Tenemos que hablar de Adam

JUAN MANUEL DE PRADA




¿Nos hallamos ante floraciones incontrolables del Mal, o más bien ese Mal halla su vivero en la relajación de los frenos morales?
HACE algunos años se publicaba una novela muy sugestiva de la escritora estadounidense Lionel Shriver, Tenemos que hablar de Kevin (Editorial Anagrama), de la que luego se haría una interesante versión cinematográfica, protagonizada por Tilda Swinton. En ella, una mujer llamada Eva Katchakurian, dirigía una serie de cartas a su exmarido Franklin, el padre de su hijo Kevin, que acaba de perpetrar una matanza entre sus compañeros de instituto. La lectura de la novela resultaba, en verdad, devastadora: Eva, la narradora y protagonista, resultaba a la postre una mujer aborrecible que odiaba la maternidad; Franklin aparecía retratado como el típico padre dimisionario, dispuesto siempre a transigir con los caprichos y tropelías de su hijo; y el niño Kevin utilizaba las desavenencias paternas para sacar siempre tajada y convertirse en un tiranuelo extorsionador. Como telón de fondo de unas relaciones familiares tan deletéreas, aparecía también en la novela de Shriver una implacable crítica social: desde la tenencia de armas amparada por la Constitución americana al solipsismo social auspiciado por la vida suburbana, pasando por una educación que exige a los profesores desempeñar el papel que los padres no ejercen, a la vez que los despoja de autoridad.

He recordado la novela de Shriver en estos días, a rebufo de la matanza de Connecticut. Adam Lanza, el muchacho que la perpetró, parece guardar muchos puntos de semejanza con el Kevin de aquella novela, tanto en su perfil psicológico como en sus circunstancias familiares. A Adam se le ha descrito como «inteligente», «introvertido» y «un tanto autista»; casi todos los rasgos encajan a la perfección con el llamado «trastorno antisocial de la personalidad». Adam era lo que vulgarmente se conoce como un psicópata: un individuo que ni siente ni padece, o que al menos es incapaz de sentir o padecer por otro, incapaz de ponerse en el lugar del otro, incapaz de entablar relaciones afectivas consistentes, egocéntrico e impermeable a los remordimientos, que recurre a la violencia de forma calculada y desapasionada, incluso aleatoria. Pero la ciencia psiquiátrica, que ha descrito con profusión las personalidades psicopáticas, no ha logrado sin embargo explicarnos la etiología de esta enfermedad. ¿Cómo es posible que existan tales monstruos? ¿Están determinados por un código genético que los configura fatalmente o, por el contrario, son hijos de un determinado clima social y espiritual? ¿Influyen las nuevas formas de vida, desvinculadas y artificiosas, en la formación de caracteres psicopáticos? ¿Nos hallamos ante floraciones espontáneas e incontrolables del Mal en estado puro, o más bien hemos de aceptar que ese Mal halla su vivero en la relajación de los frenos morales, en la destrucción de los vínculos familiares y comunitarios y en la extensión de una suerte de solipsismo social que nos impide ver en el prójimo otra cosa que no sea un instrumento para la satisfacción de nuestros intereses egoístas? ¿Por qué tales conductas proliferan, sobre todo, en Estados Unidos y, por extensión, en los países que en mayor o menor medida se han dejado colonizar por el american way of life?

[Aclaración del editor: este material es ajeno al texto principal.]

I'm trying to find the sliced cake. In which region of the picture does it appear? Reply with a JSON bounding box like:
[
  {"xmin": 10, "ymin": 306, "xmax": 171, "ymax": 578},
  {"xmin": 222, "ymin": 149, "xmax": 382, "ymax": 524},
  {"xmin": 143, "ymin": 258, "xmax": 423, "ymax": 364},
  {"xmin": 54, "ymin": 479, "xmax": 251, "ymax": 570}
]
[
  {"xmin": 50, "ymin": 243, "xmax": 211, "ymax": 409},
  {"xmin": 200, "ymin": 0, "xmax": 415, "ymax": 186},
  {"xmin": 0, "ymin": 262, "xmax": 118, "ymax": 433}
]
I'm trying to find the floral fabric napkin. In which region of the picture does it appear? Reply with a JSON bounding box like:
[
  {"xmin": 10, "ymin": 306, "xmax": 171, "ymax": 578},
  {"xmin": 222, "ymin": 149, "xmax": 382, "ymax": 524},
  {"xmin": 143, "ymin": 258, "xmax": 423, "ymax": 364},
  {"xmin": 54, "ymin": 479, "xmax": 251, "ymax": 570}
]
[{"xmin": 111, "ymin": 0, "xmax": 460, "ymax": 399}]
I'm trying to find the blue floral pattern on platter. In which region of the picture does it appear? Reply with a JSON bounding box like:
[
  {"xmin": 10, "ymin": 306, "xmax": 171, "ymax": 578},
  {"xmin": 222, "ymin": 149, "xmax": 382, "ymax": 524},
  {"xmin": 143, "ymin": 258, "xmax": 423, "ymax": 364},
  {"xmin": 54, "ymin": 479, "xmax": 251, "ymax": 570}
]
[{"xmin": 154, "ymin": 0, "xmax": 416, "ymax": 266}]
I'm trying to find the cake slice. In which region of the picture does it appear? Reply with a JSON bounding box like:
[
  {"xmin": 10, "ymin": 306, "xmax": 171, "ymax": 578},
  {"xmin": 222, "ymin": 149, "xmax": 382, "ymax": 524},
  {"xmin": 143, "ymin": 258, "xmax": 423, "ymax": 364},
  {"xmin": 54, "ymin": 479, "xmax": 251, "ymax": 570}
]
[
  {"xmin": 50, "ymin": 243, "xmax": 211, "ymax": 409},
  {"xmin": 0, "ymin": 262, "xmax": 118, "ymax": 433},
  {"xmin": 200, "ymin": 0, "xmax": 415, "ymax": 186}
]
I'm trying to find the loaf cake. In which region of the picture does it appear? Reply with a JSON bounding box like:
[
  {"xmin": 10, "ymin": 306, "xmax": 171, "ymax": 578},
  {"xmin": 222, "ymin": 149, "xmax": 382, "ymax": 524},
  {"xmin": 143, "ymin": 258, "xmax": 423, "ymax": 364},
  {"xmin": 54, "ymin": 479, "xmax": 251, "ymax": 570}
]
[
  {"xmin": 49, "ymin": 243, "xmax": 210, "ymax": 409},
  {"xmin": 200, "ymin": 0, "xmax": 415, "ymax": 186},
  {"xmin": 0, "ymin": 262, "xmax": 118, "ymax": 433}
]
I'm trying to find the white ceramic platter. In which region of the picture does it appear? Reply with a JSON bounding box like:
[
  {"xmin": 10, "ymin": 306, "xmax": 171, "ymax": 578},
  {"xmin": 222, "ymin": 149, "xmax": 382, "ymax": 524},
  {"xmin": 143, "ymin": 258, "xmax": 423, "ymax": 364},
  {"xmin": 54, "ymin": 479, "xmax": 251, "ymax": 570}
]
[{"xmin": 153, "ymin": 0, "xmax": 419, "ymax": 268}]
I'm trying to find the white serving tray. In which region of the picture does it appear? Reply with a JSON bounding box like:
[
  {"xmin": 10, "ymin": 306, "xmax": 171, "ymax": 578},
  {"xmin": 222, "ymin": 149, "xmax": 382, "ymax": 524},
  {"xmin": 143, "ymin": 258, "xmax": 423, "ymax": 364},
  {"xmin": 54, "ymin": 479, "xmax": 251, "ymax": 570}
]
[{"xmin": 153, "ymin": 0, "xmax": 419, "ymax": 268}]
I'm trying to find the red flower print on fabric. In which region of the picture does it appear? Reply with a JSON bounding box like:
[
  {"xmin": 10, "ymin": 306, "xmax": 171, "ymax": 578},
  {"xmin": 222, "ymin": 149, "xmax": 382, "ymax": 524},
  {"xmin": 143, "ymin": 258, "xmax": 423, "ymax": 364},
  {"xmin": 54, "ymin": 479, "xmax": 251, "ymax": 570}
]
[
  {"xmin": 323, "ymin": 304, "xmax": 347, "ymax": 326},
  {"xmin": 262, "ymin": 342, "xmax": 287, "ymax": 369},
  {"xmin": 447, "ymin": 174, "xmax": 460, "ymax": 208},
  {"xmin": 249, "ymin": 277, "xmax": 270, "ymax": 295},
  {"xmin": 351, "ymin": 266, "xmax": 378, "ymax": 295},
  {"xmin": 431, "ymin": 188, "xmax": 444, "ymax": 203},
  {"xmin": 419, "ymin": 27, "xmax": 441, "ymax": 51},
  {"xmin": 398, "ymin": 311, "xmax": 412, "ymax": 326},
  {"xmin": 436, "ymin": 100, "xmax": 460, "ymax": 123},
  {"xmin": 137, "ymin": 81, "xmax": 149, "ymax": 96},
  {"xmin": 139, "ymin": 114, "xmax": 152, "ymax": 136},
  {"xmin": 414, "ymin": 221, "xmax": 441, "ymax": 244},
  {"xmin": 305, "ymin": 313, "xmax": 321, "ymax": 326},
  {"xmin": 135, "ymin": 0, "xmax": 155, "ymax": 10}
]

Son preguntas para las que no disponemos de respuestas unívocas. Psicópatas los ha habido siempre; pero quizá nunca tantos como en nuestro tiempo. Detrás de su proliferación (y detrás también de la fascinación creciente que su figura despierta en nuestra época) sospecho que existe una enfermedad social cada vez más extendida. Tendremos que empezar a hablar de ella, si no queremos sucumbir a sus causas.